Thankfully some insight into this was given by Googler Andrey Lipattsev in a Q&A show back in March 2016 when Rand questioned him on it. Here is Andrey’s response to Rand asking why exactly that happened:
“Andrey: It’s hard to judge immediately, without actually looking at the data in front of me. But, in my opinion, my best guess here would be the general interest that you generate around that subject, and you generate exactly the sort of signals that we are looking out for, mentions and links and social tweets and social mentions, which are basically more links to the page, more mentions of this context.
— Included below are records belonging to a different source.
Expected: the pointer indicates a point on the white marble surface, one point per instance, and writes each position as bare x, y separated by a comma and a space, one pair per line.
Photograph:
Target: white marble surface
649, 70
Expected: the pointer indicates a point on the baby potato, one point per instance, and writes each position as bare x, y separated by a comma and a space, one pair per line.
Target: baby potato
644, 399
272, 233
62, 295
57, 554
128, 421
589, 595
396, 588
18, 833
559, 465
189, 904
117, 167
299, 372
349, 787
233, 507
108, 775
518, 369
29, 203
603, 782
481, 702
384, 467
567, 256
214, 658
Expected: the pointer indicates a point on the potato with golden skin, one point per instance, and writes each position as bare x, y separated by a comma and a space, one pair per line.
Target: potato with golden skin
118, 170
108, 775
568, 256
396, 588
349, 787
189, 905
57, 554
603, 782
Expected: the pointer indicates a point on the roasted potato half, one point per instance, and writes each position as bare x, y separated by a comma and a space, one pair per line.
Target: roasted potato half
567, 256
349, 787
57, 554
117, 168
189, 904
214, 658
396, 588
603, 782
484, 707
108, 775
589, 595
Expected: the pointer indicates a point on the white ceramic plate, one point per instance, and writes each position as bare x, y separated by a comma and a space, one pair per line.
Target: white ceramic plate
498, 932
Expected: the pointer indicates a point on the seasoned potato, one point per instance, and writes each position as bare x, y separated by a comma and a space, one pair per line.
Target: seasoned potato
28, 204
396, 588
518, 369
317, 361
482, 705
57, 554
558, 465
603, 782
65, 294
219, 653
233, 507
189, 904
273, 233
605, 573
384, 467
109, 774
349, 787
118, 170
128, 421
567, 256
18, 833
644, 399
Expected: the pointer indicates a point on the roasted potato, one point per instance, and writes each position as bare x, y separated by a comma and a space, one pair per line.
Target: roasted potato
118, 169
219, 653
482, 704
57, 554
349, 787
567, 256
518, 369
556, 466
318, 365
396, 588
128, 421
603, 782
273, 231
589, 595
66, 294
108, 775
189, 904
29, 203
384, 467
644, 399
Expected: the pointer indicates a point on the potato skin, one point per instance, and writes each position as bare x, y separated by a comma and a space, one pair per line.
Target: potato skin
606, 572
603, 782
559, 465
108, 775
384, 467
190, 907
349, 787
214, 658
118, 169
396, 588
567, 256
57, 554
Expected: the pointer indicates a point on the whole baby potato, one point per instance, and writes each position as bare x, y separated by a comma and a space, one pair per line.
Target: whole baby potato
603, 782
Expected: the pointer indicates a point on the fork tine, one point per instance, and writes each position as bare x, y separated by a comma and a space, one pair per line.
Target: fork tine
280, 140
I suppose it throws us off for a while until we’re able to establish that none of that is relevant to the user intent, I suppose.”
From Andrey’s response, I believe he is explaining part of Google’s algorithm that is a temporary ranking factor that identifies hot topics or searches and then adjusts rankings accordingly depending on social signals, and possibly user behaviour.
We already know Google tries to push rankings up for fresh content, and this algorithm seems similar to the freshness algorithm (announced way back in 2011).
When this ranking change occurs, it is more than likely that Google applies the technology they have to combat click fraud in Adwords. I believe this experiment that came to the result the CTR was not a ranking factor by using bot traffic backs this up.
What we know – summarised
From all of the above we can summarise what we know into the following things:
- Firstly, CTR does seem to have an immediate and temporary impact on rankings in some cases. This is more than likely due to an algorithm that aims to spot trending content and hot topics, and then adjusts rankings depending on which page is the most popular and seems to be fulfilling user intent. Again, this ranking change is temporary, and I imagine will be tough to try and game. It worked so well when Rand ran his experiment because he did it with actual people, not bots. In this instance, CTR is a temporary direct ranking factor.
- Secondly, Google is using CTR in live experiments to quality-check their results. This is not being done across all search results but in a controlled manner across a portion of different SERPs. Based upon the results, Google will then adjust other algorithms to do with links, content, etc. In this case, CTR is an indirect ranking factor.
- Thirdly, Google is using CTR to personalise results for individual users.
How to improve click-through rate
It is evident user engagement and sending users to the correct website is important to Google, because of this we also know optimising CTR is something we should be doing.
The rest of the post will be about how to identifying click through rate opportunities, and then how to improve it.
Finding low CTR terms
To help with identifying these terms I have made this CTR Opportunity Analysis template Google sheet. This sheet finds out what the average CTR is for keywords ranking position 1 – 100 from a GSC export, and then compares each keyword against your site’s average CTR for that position.
This allows you to identify if there is a significant opportunity to improve click-through for a particular query. You can see whether there is an opportunity as it will tell you in the ‘Optimise CTR’ column.
If you rank higher than position ten it will simply say ‘Improve Rankings’. If you have your own data on average CTR for it each position, there is a hidden sheet called ‘CTR Ref’ where you can fill this information in. You could also replace it with data from this Moz CTR study.
To find queries that that have a low click through rate do the following:
- Navigate to the search analytics report in GSC.
- Add the below filters (change country depending on your location, you may also want to add a device filter if desktop or mobile is your focus):
- Download the results as a CSV (bottom left of the page). Then open up the CSV and format the position column so it has 0 decimal places (this will make more sense after the next step).
- Make a copy of this spreadsheet by going to File > Make A Copy.